The city lights across the bay might beckon, but Oakland outshines SF in at least one nightlife arena: the dive bar. Neon signage and a resident boxer mark the eccentric George Kaye’s (4044 Broadway between 40th and 41st Sts, no phone), where the beer is cheap, showcased artists are local, and the space is tight enough for you to strike up a conversation with the pioneering young resident you might want to house-swap with on your next trip. Heading further downtown, the Ruby Room (132 14th St between Oak St and Madison St, 510-444-7224), with its haze of red lighting and cigarette smoke, positions itself at the epicenter of Oakland cool. Its soundtrack includes everything from punk to honky-tonk, and the crowd even ventures in from San Francisco, nostalgic for the vibe of a pregentrified Mission District.If you’ve got only a couple of days in the city, damage control is key. Follow the Ruby Room’s last call with a trip to the Tacos Mi Rancho truck (14th St at First Ave) a few blocks east, and hop on line for greasy avocado tortas and authentic Mexican tacos al pastor with pork shaved fresh from the rotisserie spit.
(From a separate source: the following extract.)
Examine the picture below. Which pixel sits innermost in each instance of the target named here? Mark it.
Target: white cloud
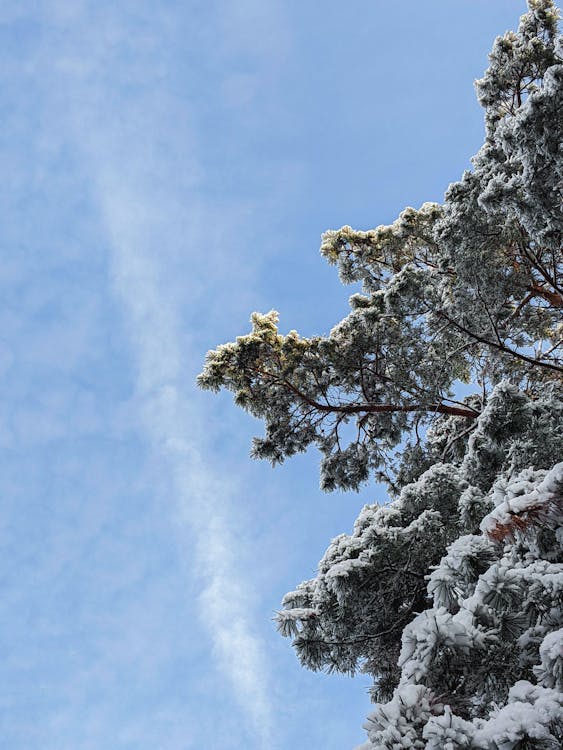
(136, 181)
The East Bay’s finest asset, of course, is its weather (often ranked as the nation’s best), and the string of ridgeline parks that runs along Oakland’s eastern edge lets you take full advantage. (Folks without a car can ride the BART train [bart.gov] to most of the city’s natural sights, but it’s still a good idea to rent a vehicle.) Start your trek with a two-mile trail cutting through manzanita and chamise groves in Huckleberry Botanic Regional Preserve (Skyline Blvd between Broadway Terr and Snake Rd, 510-644-0436). If you head back downtown, don’t miss the bustling Lake Merritt, an Oakland centerpiece ringed by grassy parks and a 3.5-mile walking path. Then stop in to refuel at Merritt Restaurant & Bakery (203 E 18th St at Second Ave, 510-444-6955), a chicken-and-waffle institution with diner-style seating, fridges stocked with tall frosted cakes and a family-friendliness that draws from all swatches of Oakland’s social fabric.
Finally, venture into Old Oakland for a peek at the city’s DIY creative enterprises in action. Decor shop FiveTen Studio’s loftlifke gallery (831 Broadway between 8th and 9th Sts, 510-451-9900) houses cutting-edge, limited-edition furnishings, like a redwood-and-steel coffee table by the architect–co-owner, and glass-blown globular lamps that also hang in SF’s de Young Museum. You can’t sneak much of FiveTen’s pieces back on the plane, but the boutique—anchoring an up-and-coming Victorian row of shops—probably best captures Oakland’s on-the-cusp mood.
THE TAB
Two nights, two people
Flight $610
Car rental $80
Hotel $418
Meals $320
TOTAL $1,428
Travel: JetBlue offers nonstop service to Oakland from JFK, but you might find a cheaper fare if you fly a major airline like American to San Francisco International Airport and take the BART train to Rockridge.